– Ну, не расстраивайтесь. Если мы им нужны, они найдут способ нам об этом сообщить. А если не нужны – прекрасно отсидимся до выяснения обстоятельств. Одно обидно – я такие красивые версии выдвигал насчет прорыва к Территории. А на самом деле – банальный захват заложников. Вы о таком не слышали? В Индии, два года назад. Только не клинику, а исследовательский институт. Пока шли переговоры, пока то да се – все архивы, все исследования и разработки уехали. Их до сих пор по частям распродают…
– Я знаю эту историю о Делийском институте. И знаю, что там все остались живы. Понимаете? Живы.
– Почти все, – подсказал Гриф.
– Да. Да! – выкрикнул Горенко. – Дежурной смене охраны не повезло. Нашей, судя по всему, тоже! И что? Остальные не оказали сопротивления и остались живы. До вас доходит пустяковая логическая цепочка: не оказали сопротивления – живы? Доходит, мать вашу!
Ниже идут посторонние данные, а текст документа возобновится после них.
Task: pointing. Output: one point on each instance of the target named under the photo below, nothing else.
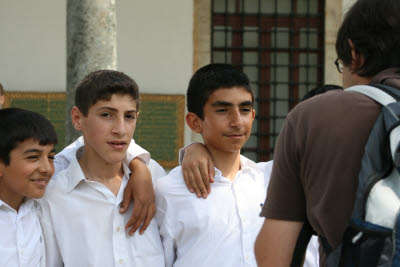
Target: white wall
(154, 44)
(32, 49)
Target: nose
(119, 126)
(236, 118)
(46, 166)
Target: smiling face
(30, 169)
(228, 116)
(108, 128)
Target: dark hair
(101, 85)
(373, 26)
(320, 90)
(210, 78)
(18, 125)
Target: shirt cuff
(182, 152)
(136, 151)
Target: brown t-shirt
(317, 159)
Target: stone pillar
(201, 41)
(91, 45)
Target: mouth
(41, 182)
(117, 144)
(235, 136)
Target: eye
(130, 116)
(105, 115)
(246, 110)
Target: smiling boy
(220, 230)
(27, 142)
(81, 222)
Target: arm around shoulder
(276, 242)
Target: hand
(198, 169)
(140, 190)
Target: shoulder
(156, 170)
(171, 183)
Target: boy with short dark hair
(2, 96)
(27, 142)
(220, 230)
(80, 214)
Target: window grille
(279, 44)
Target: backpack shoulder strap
(382, 94)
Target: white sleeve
(165, 230)
(134, 151)
(63, 158)
(266, 168)
(182, 152)
(312, 254)
(156, 171)
(52, 251)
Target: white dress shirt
(62, 159)
(21, 241)
(217, 231)
(82, 225)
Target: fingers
(211, 170)
(192, 181)
(186, 179)
(133, 220)
(149, 216)
(205, 180)
(126, 200)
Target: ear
(357, 59)
(76, 117)
(2, 167)
(194, 122)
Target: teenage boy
(80, 215)
(2, 96)
(320, 155)
(27, 142)
(220, 230)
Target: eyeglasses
(339, 65)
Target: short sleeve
(285, 195)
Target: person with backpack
(320, 148)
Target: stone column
(91, 45)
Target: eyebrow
(115, 110)
(36, 150)
(228, 104)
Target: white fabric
(217, 231)
(62, 159)
(21, 241)
(383, 203)
(312, 254)
(375, 93)
(82, 225)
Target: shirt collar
(246, 166)
(76, 174)
(25, 207)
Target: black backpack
(373, 235)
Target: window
(280, 46)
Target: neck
(14, 200)
(227, 162)
(96, 169)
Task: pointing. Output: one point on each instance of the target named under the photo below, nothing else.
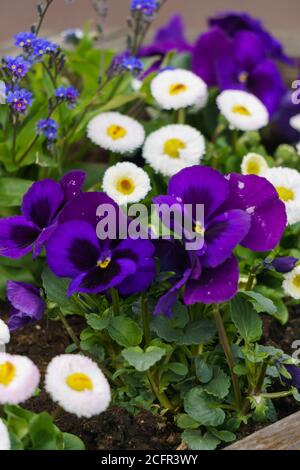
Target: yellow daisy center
(253, 168)
(177, 88)
(7, 373)
(172, 147)
(79, 382)
(125, 186)
(241, 109)
(103, 264)
(199, 228)
(116, 132)
(296, 281)
(285, 194)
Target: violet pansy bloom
(40, 208)
(238, 209)
(238, 63)
(93, 265)
(234, 22)
(27, 306)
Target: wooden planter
(282, 435)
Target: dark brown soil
(117, 429)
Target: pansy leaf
(143, 360)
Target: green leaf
(196, 441)
(12, 191)
(246, 319)
(203, 408)
(261, 303)
(125, 331)
(219, 385)
(203, 371)
(72, 442)
(143, 360)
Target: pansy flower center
(104, 263)
(285, 194)
(296, 281)
(172, 147)
(116, 132)
(241, 109)
(177, 88)
(79, 382)
(7, 373)
(125, 186)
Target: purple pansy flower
(238, 63)
(24, 40)
(95, 265)
(238, 209)
(68, 94)
(19, 99)
(27, 306)
(234, 22)
(40, 208)
(169, 38)
(17, 66)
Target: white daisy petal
(78, 385)
(19, 378)
(175, 89)
(116, 132)
(4, 437)
(126, 183)
(291, 283)
(243, 110)
(254, 164)
(174, 147)
(287, 184)
(4, 334)
(295, 122)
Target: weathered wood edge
(282, 435)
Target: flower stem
(161, 396)
(146, 320)
(115, 301)
(229, 357)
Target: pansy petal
(200, 185)
(267, 84)
(26, 299)
(98, 280)
(17, 236)
(216, 285)
(42, 202)
(259, 198)
(223, 234)
(72, 183)
(72, 249)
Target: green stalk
(115, 301)
(229, 357)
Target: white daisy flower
(116, 132)
(175, 89)
(126, 183)
(4, 437)
(287, 184)
(78, 385)
(2, 93)
(19, 378)
(174, 147)
(4, 335)
(291, 283)
(295, 122)
(254, 164)
(243, 110)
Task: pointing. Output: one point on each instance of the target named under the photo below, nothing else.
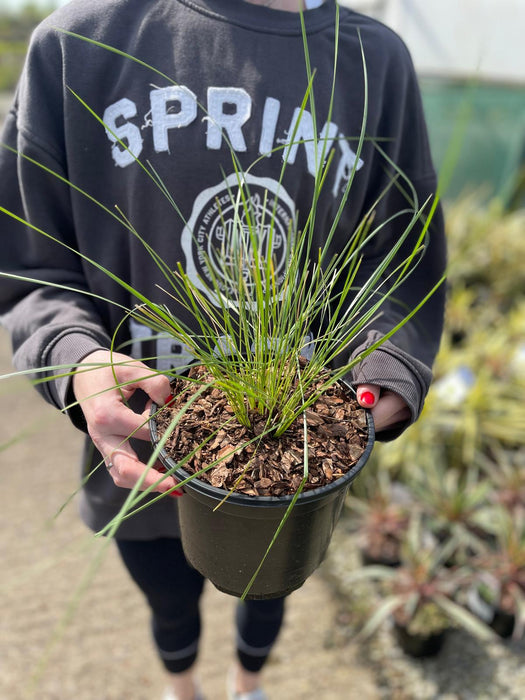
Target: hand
(110, 422)
(388, 408)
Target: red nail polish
(367, 398)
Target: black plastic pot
(419, 645)
(227, 545)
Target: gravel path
(102, 650)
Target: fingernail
(367, 398)
(176, 493)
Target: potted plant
(378, 512)
(497, 594)
(422, 597)
(251, 333)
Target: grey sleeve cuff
(68, 350)
(393, 369)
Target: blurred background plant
(463, 462)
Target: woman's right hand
(110, 422)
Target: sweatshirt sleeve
(404, 363)
(43, 300)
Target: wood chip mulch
(269, 466)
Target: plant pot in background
(227, 545)
(419, 645)
(499, 620)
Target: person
(238, 82)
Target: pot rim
(269, 501)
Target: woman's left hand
(388, 408)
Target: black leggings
(173, 589)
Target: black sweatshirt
(226, 72)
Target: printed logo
(233, 229)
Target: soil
(71, 629)
(250, 460)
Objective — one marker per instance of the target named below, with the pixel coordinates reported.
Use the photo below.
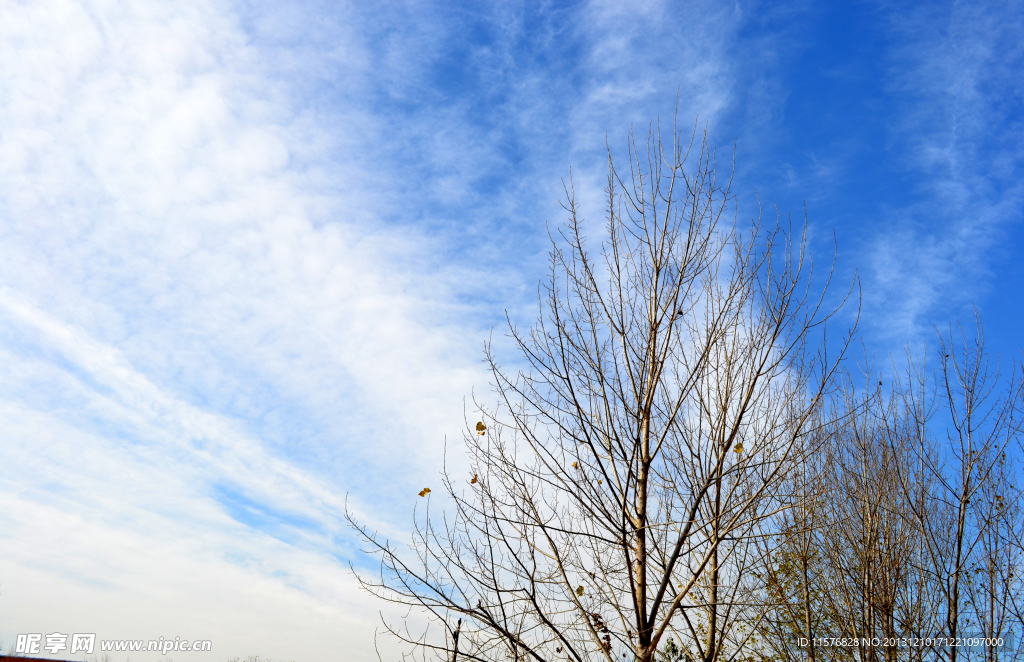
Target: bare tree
(621, 485)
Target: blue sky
(250, 253)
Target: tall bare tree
(620, 486)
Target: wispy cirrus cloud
(957, 133)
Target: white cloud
(237, 283)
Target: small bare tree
(620, 487)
Капитан схватил стул и швырнул его в стену – пластиковый стул отлетел в сторону. Капитан пнул его ногой.
– Но вы же не смогли удержаться… Вы решили погеройствовать! Вам так этого не хватало там, на Территориях. Вы же там отмывали краденое, прикрывали сутенеров – так соскучились по подвигам. Не так?
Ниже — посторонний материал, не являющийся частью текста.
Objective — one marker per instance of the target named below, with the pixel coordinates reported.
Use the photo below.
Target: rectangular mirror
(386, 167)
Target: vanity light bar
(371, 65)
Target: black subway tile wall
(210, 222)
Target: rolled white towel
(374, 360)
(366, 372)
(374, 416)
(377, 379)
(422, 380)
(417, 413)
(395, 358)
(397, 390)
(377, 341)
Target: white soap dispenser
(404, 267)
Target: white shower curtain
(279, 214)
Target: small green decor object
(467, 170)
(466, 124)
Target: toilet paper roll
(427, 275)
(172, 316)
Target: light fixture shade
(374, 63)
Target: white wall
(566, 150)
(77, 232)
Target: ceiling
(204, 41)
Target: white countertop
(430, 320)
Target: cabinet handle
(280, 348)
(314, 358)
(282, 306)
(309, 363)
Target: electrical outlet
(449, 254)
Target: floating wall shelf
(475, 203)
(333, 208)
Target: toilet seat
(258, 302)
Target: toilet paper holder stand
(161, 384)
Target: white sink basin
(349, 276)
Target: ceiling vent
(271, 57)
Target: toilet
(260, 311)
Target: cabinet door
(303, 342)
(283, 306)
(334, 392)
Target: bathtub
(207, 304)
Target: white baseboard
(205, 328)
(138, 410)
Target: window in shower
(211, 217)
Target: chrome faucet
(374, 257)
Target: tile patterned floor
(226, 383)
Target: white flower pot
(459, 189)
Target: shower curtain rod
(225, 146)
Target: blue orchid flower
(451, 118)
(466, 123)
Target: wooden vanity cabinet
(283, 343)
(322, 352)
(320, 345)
– Так, – легко согласился Гриф. – И, между прочим, неплохо на этом заработал.
– Но теперь-то! Теперь! Зачем?
Горенко подошел к Грифу, сел на стул напротив него, попытался заглянуть в глаза и замер.
Гриф не надел свои темные очки. Он потерял их еще в кабинете капитана, когда разбирался с напавшими.
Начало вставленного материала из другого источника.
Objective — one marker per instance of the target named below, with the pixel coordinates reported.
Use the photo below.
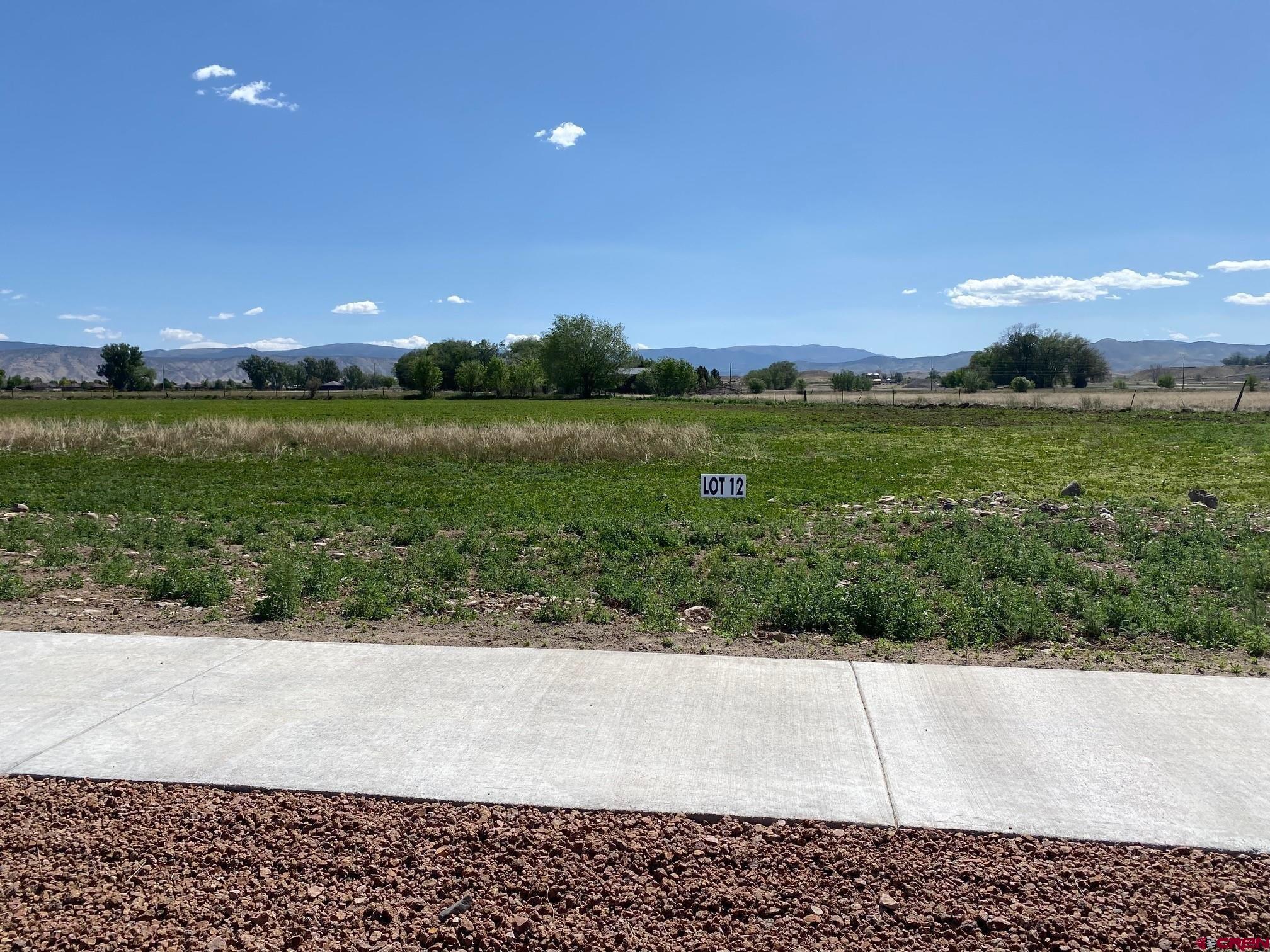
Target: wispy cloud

Горенко почувствовал, как ком тошноты подкатился к самому горлу. Но взгляда капитан не отвел. Так и смотрел в глаза Грифа. В то, что было глазами Грифа.
– Что-то увидели? – улыбнулся Гриф. – Рассмотрели?
Глаза были покрыты радужной пленкой… Или нет, не покрыты. Если представить себе мыльный пузырь с толстенными, сантиметров по пять, стенками, то из этих стенок можно было выточить нечто, похожее на глаза Грифа. Отдаленно похожее.
Глаза переливались. Они, казалось, жили сами по себе, полоски цвета и разводы свободно двигались по глазу, проскальзывая над зрачком, время от времени заслоняя его, словно облака.
И зрачок… Он не был круглым. Он был похож на… На ограненный черный камень. На черный бриллиант, подумал Горенко. Он никогда не был особо силен в минералах. Знал одно – камни не могли так пульсировать, как это делали зрачки Грифа.
Зрачки то сжимались, почти исчезая в радужных разводах, то проступали почти на все глазное яблоко. И был в этой пульсации какой-то странный, завораживающий ритм… Нечто, привлекающее и отталкивающее одновременно, вызывающее чувство прикосновения к чему-то запретному.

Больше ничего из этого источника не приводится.